Re: Custom table AMs need to include heapam.h because of BulkInsertState

From: David Rowley <david(dot)rowley(at)2ndquadrant(dot)com>
To: Michael Paquier <michael(at)paquier(dot)xyz>
Cc: Andres Freund <andres(at)anarazel(dot)de>, Robert Haas <robertmhaas(at)gmail(dot)com>, Postgres hackers <pgsql-hackers(at)lists(dot)postgresql(dot)org>
Subject: Re: Custom table AMs need to include heapam.h because of BulkInsertState
Date: 2019-06-24 11:12:49
Message-ID: CAKJS1f_ExpxTnP2FOCgFmQb_gu3a1OkRCb7721_6KczbaEp2GQ@mail.gmail.com
Views: Raw Message | Whole Thread | Download mbox | Resend email
Thread:
Lists: pgsql-hackers

On Mon, 24 Jun 2019 at 22:16, Michael Paquier <michael(at)paquier(dot)xyz> wrote:
>
> On Sat, Jun 15, 2019 at 12:25:12PM +1200, David Rowley wrote:
> > With the attached version I'm just calling table_finish_bulk_insert()
> > once per partition at the end of CopyFrom(). We've got an array with
> > all the ResultRelInfos we touched in the proute, so it's mostly a
> > matter of looping over that array and calling the function on each
> > ResultRelInfo's ri_RelationDesc. However, to make it more complex,
> > PartitionTupleRouting is private to execPartition.c so we can't do
> > this directly... After staring at my screen for a while, I decided to
> > write a function that calls a callback function on each ResultRelInfo
> > in the PartitionTupleRouting.
>
> Don't take me bad, but I find the solution of defining and using a new
> callback to call the table AM callback not really elegant, and keeping
> all table AM callbacks called at a higher level than the executor
> makes the code easier to follow.
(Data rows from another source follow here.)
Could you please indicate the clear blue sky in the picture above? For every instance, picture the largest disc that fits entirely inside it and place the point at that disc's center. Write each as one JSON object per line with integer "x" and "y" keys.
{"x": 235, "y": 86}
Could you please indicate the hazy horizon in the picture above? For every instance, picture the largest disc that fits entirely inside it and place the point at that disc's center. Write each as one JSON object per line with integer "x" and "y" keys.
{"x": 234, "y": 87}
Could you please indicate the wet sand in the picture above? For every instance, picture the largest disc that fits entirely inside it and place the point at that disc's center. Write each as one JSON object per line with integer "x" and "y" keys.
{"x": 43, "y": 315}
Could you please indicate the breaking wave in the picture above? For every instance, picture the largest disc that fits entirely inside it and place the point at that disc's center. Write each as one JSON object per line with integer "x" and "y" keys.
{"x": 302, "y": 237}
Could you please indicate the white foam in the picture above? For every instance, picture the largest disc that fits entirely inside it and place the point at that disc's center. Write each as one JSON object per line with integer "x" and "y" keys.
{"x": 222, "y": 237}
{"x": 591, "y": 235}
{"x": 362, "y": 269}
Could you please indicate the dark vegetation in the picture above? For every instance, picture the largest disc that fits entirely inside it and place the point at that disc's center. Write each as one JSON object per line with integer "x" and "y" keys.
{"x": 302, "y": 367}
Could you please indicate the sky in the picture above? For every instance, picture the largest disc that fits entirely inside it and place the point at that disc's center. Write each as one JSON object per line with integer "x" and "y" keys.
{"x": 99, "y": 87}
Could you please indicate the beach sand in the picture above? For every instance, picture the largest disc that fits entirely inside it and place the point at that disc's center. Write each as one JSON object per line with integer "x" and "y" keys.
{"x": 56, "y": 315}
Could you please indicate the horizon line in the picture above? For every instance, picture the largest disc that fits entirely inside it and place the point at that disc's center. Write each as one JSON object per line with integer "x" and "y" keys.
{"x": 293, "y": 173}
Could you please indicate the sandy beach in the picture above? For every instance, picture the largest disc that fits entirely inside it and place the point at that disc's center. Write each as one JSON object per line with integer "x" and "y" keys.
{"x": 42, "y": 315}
Shouldn't we try to keep any calls
> to table_finish_bulk_insert() within copy.c for each partition
> instead?

I'm not quite sure if I follow you since the call to
table_finish_bulk_insert() is within copy.c still.

The problem was that PartitionTupleRouting is private to
execPartition.c, and we need a way to determine which of the
partitions we routed tuples to. It seems inefficient to flush all of
them if only a small number had tuples inserted into them and to me,
it seems inefficient to add some additional tracking in CopyFrom(),
like a hash table to store partition Oids that we inserted into. Using
PartitionTupleRouting makes sense. It's just a question of how to
access it, which is not so easy due to it being private.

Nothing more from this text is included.